Dijelaskan Rustri, ada beberapa hal yang harus diperhatikan dalam pengembangan OVOP ini, yakni  penyediaan SDM, bahan baku dan permodalan, kelembagaan dan jaringan usaha, teknologi pengolahan, packing product (kemasan) dan brand product, hingga pemasaran produk.
Selain itu, Pemprov Jateng mencatat, hingga Mei  2013 ini, jumlah koperasi di Jawa Tengah sebanyak 27.010 unit dengan omzet mencapai  Rp 8,907 triliun. Sementara itu, untuk jumlah UMKM pada tahun 2012 sebanyak 80.583 UMKM, dengan omzet mencapai  Rp 18,972 triliun.
"Untuk mendukung itu semua kita sudah buat pelatihan, sosialisasi dan sebagainya," katanya. Melalui kegiatan yang akan berlansung hingga 19 Mei 2013 itu, pihaknya berharap tidak hanya sebagai sarana promosi produk antar daerah di Jawa dan Sumatera, tapi juga bisa terjalin komunikasi dan sharing pengetahuan antardaerah.


33.      Keunggulan

Keunggulan dalam artikel ini adalah dilengkapi dengan data – data yang diperlukan untuk menunjang pernyataan yang ada.

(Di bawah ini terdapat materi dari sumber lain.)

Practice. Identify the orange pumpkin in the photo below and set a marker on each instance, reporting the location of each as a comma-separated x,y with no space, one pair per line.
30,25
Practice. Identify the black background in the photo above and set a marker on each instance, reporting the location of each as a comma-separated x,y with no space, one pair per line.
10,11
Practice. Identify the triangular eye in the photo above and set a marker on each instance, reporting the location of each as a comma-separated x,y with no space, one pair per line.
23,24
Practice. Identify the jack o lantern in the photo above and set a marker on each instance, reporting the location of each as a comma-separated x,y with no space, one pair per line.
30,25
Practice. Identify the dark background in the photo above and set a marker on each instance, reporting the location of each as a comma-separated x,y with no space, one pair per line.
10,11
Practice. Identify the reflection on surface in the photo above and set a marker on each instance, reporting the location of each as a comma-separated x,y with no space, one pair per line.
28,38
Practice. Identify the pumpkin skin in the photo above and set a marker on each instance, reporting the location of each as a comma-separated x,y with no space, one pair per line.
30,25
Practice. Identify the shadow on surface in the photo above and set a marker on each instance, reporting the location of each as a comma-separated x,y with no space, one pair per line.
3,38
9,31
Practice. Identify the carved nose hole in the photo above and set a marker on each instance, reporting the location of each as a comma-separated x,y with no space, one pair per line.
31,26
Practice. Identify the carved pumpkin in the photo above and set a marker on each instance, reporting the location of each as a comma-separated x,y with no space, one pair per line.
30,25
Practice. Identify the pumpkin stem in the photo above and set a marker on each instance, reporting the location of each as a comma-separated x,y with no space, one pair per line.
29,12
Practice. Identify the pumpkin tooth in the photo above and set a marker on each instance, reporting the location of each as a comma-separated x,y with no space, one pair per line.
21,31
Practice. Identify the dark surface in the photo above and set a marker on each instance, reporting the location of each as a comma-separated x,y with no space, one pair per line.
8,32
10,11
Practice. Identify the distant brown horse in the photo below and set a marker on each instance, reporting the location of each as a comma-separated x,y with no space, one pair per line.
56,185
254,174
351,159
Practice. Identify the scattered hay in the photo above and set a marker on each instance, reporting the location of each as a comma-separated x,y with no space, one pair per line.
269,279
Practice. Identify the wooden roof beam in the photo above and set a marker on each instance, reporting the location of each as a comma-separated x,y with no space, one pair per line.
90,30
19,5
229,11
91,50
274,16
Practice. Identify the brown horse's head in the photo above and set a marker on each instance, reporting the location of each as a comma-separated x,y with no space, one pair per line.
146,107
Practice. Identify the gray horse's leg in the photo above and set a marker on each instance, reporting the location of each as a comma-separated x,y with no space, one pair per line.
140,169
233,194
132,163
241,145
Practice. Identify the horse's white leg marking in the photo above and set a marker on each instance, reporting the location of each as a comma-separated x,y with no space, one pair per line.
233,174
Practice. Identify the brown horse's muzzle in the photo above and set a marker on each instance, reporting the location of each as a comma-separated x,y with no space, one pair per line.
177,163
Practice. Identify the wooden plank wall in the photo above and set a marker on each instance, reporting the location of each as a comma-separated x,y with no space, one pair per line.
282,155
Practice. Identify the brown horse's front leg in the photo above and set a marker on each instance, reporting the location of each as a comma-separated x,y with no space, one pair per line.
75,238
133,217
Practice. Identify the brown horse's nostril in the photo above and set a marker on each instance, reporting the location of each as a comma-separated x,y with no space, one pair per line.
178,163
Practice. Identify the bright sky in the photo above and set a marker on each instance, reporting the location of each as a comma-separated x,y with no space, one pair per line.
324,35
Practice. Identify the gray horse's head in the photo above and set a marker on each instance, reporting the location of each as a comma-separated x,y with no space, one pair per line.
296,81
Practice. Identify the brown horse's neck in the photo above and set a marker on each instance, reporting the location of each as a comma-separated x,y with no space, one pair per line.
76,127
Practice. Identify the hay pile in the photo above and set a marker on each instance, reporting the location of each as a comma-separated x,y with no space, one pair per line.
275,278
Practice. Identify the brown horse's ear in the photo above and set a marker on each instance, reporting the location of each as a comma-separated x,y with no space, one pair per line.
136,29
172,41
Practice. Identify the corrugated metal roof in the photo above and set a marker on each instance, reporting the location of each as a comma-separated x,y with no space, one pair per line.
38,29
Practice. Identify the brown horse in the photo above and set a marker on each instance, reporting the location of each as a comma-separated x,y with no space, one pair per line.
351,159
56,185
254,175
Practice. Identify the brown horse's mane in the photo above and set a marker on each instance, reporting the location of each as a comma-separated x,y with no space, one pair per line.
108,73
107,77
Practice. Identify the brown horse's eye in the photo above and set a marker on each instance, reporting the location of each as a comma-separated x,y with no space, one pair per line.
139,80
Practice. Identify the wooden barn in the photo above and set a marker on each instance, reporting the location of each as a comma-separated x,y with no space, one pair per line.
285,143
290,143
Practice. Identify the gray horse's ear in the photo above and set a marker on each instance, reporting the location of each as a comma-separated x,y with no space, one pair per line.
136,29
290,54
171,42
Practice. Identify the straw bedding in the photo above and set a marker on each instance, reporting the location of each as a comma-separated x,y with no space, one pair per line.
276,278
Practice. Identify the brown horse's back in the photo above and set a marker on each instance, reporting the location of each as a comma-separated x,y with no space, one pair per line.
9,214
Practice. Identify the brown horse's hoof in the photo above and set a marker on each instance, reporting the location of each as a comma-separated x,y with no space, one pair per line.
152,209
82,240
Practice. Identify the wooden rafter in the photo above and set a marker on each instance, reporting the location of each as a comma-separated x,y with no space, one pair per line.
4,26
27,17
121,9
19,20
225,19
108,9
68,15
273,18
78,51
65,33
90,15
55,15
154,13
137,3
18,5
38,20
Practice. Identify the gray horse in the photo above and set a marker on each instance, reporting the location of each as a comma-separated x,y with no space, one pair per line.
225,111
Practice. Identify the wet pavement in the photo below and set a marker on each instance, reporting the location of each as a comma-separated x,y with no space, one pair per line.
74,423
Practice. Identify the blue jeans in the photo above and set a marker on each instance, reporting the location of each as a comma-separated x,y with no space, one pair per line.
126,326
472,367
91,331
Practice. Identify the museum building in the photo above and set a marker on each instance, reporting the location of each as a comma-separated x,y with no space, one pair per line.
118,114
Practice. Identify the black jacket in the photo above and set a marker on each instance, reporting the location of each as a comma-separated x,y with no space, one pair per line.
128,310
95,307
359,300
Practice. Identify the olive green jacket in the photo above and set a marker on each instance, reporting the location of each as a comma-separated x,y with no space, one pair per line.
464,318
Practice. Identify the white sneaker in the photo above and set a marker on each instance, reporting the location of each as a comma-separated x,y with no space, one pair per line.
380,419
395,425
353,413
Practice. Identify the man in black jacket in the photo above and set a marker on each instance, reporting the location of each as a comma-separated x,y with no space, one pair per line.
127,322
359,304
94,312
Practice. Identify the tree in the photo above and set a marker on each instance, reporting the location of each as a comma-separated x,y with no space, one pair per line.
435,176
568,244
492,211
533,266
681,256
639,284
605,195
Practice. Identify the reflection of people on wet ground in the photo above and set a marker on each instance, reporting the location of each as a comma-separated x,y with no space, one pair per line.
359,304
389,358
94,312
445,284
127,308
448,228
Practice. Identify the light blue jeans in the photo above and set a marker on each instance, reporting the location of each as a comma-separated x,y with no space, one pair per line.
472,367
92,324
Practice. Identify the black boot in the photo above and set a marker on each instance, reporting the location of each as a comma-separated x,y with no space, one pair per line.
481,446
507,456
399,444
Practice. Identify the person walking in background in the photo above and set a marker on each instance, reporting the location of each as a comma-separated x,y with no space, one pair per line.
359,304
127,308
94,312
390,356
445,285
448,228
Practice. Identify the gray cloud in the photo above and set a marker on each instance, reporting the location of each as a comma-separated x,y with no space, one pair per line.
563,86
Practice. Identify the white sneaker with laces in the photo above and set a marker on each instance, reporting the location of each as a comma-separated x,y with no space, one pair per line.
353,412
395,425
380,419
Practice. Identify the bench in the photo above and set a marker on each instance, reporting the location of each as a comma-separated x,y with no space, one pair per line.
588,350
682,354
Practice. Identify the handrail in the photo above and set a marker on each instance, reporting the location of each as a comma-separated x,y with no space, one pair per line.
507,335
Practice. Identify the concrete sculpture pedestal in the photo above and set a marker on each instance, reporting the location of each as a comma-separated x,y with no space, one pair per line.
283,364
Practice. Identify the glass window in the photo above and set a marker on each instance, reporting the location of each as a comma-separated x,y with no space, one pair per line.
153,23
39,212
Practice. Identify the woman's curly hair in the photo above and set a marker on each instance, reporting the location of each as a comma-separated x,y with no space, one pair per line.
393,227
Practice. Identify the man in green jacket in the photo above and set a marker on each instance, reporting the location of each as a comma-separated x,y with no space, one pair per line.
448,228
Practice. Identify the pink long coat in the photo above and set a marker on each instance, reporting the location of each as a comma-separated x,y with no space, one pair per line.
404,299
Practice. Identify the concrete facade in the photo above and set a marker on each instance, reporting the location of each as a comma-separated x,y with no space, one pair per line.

Selain itu artikel ini sangat berguna bagi para pembaca karena dapat mengetahui produk-produk khas dari berbagai daerah dan dapat mengetahuui tentang rencana koperasi menciptakan program koperasi one village one product (OVOP)

44.      Kelemahan

Kelemahan dari artikel ini adalah dai segi penggunaan bahasa. Banyak kalimat yang terdapat kata – kata yang mubazir dan banyak kalimat – kalimat yang tidak menggunakan bahasa baku. Padahal ini adalah forum resmi yang seharusnya menggunakan bahasa baku.

55. Pendapat Akhir/ Saran

Saran dari peresensi jika program ini terus terlaksana maka koperasi akan dapat memperkenalkan produk yang lebih khas lagi dari berbagai daerah dan dapat mensejahterakan para anggotanya.
Saran bagi penulis artikel adalah hendaknya lebih memperhatikan lagi penggunaan bahasa dan kalimat – kalimatnya.